I understand. I'm just wondering why you couldn't have had all these features without having to rehash the salt, what additional security does it provide?

[pcaversaccio]

I understand. I'm just wondering why you couldn't have had all these features without having to rehash the salt, what additional security does it provide?

I'm not sure I fully understand your question. We need to have a bytes32 salt, depending on whether you want different protections (as elaborated in the section I linked above), you need to transform the salt and the additional attributes msg.sender and/or block.chainid into another (pseudorandom) bytes32 salt value. And that's why we use keccak256.

For the non-pseudo-random cases here, the salt value salt is hashed as part of the _guard function to prevent the safeguard mechanisms from being bypassed. The reason is that if someone deploys on chain A with a preconfigured mechanism, anyone can calculate the inferred guardedSalt and reuse it on chain B otherwise (if we wouldn't hash it).

[Philogy]

Yeah specifically in the last case, not sure I fully understand the purpose of doing keccak256(abi.encode(salt)). What safety feature are you hoping people won't bypass?

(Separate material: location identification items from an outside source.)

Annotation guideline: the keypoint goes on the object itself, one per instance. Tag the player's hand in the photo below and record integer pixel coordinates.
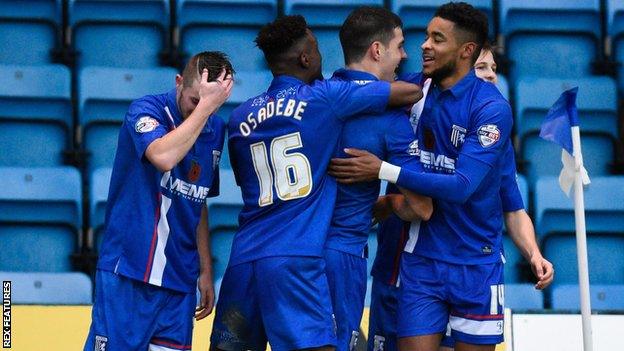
(382, 209)
(217, 92)
(363, 166)
(543, 271)
(206, 292)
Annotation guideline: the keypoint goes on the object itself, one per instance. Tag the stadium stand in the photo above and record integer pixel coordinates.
(31, 31)
(40, 216)
(35, 115)
(223, 220)
(555, 38)
(597, 107)
(523, 297)
(104, 96)
(602, 297)
(615, 30)
(204, 23)
(325, 18)
(49, 288)
(130, 33)
(604, 206)
(98, 196)
(416, 16)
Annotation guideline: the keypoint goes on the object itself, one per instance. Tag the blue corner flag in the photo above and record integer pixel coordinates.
(558, 126)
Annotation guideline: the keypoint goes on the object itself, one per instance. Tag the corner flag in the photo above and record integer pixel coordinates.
(559, 126)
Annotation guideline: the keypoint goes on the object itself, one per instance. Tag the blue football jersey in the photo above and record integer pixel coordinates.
(468, 124)
(280, 144)
(387, 135)
(151, 216)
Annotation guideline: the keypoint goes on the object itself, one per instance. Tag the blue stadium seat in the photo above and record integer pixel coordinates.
(604, 206)
(596, 102)
(30, 31)
(35, 115)
(543, 158)
(98, 197)
(223, 213)
(40, 213)
(606, 261)
(602, 297)
(325, 17)
(523, 297)
(416, 16)
(131, 33)
(104, 96)
(615, 29)
(49, 288)
(229, 26)
(555, 38)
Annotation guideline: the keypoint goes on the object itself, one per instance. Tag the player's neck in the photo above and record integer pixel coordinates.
(364, 66)
(452, 79)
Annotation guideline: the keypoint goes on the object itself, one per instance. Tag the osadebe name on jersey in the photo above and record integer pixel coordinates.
(189, 191)
(272, 108)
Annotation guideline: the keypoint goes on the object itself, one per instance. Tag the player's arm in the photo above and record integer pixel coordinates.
(205, 283)
(473, 164)
(520, 229)
(165, 152)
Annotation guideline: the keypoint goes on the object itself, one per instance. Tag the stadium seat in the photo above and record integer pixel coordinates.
(130, 33)
(604, 206)
(602, 297)
(615, 30)
(35, 115)
(223, 213)
(229, 26)
(49, 288)
(523, 297)
(543, 158)
(98, 196)
(104, 96)
(40, 213)
(596, 103)
(606, 261)
(416, 16)
(325, 19)
(31, 30)
(555, 38)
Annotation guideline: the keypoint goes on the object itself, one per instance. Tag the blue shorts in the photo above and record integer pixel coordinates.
(382, 323)
(346, 275)
(284, 300)
(468, 297)
(131, 315)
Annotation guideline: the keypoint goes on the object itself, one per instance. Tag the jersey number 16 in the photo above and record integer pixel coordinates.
(291, 173)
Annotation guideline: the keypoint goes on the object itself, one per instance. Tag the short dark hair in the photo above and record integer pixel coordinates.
(467, 19)
(364, 26)
(279, 36)
(214, 61)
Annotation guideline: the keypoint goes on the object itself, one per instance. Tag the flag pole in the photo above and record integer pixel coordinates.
(581, 240)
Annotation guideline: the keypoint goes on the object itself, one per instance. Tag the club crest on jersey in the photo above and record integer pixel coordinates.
(488, 135)
(216, 158)
(458, 135)
(146, 124)
(195, 171)
(100, 343)
(412, 149)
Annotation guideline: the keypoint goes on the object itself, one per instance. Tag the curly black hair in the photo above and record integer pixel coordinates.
(277, 37)
(472, 22)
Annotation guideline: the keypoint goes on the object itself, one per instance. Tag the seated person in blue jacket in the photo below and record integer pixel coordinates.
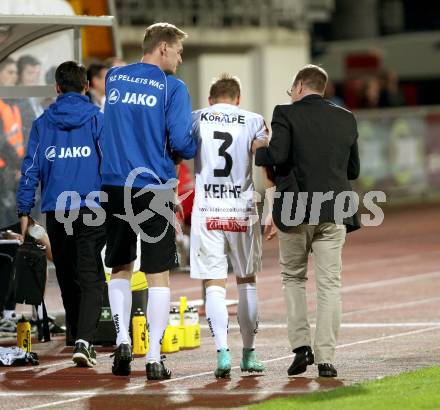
(63, 155)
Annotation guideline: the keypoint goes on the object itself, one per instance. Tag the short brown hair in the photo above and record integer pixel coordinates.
(312, 77)
(158, 32)
(225, 85)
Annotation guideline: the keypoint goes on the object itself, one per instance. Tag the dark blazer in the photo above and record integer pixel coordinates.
(313, 149)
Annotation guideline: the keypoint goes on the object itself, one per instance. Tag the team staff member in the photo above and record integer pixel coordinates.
(224, 163)
(63, 155)
(147, 122)
(314, 148)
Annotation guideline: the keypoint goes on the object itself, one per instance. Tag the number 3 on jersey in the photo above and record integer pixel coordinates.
(227, 141)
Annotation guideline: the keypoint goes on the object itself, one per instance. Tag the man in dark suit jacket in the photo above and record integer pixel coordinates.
(314, 154)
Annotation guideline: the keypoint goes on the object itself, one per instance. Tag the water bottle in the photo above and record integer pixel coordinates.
(24, 334)
(140, 333)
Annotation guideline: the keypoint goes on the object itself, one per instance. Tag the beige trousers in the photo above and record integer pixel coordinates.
(325, 241)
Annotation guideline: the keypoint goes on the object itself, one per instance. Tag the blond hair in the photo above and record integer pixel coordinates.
(159, 32)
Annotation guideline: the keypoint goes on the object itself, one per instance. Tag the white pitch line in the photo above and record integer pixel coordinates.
(86, 395)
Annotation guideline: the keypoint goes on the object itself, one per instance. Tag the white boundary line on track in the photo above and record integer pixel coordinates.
(86, 395)
(277, 277)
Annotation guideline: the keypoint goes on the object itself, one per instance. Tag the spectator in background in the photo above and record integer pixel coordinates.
(29, 72)
(96, 77)
(390, 94)
(370, 93)
(11, 145)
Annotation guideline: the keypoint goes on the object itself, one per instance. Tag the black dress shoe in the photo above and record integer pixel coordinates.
(303, 358)
(327, 370)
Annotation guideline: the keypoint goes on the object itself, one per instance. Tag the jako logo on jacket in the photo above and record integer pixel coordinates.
(63, 153)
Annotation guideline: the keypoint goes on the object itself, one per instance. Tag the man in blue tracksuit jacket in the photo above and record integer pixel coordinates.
(63, 155)
(147, 124)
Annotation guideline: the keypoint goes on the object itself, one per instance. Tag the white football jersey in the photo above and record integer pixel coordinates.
(223, 165)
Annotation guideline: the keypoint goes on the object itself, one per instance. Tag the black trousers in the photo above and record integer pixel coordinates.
(80, 272)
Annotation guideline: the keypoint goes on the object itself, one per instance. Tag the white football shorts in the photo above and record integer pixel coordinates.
(213, 239)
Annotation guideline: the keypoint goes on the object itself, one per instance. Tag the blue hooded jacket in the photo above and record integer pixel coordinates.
(63, 154)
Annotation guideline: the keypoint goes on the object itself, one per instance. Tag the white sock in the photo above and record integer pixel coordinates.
(158, 311)
(217, 315)
(119, 295)
(83, 341)
(247, 313)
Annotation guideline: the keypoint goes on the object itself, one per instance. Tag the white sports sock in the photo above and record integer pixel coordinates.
(158, 311)
(119, 295)
(247, 313)
(82, 341)
(217, 315)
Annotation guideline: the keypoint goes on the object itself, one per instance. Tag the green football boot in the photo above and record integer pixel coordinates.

The pre-image is still public and anyone else can still redeploy on other chains using the un-hashed salt by running it through the function themselves, I just don't understand this part, what's the value of the extra hash?

[pcaversaccio]

Yeah specifically in the last case, not sure I fully understand the purpose of doing keccak256(abi.encode(salt)). What safety feature are you hoping people won't bypass?

So let's make an example:

• On chain A I deploy a contract using a permissioned deploy protection. This will give me the final salt:

guardedSalt = _efficientHash({a: bytes32(uint256(uint160(msg.sender))), b: salt});

• Someone else sees this deployment, and can calculate the guardedSalt (or simply copy it from a transaction debugger). This person deploys on chain B the same initcode with the guardedSalt as input. Since the msg.sender doesn't match in the if else statement in the function _guard, the code would lead him to the final else statement. If we didn't hash here the salt, he would be able to deploy the same initcode from his address even though the original deployment configured a permissioned deploy protection (i.e. it's only me who can deploy it). Does this make sense?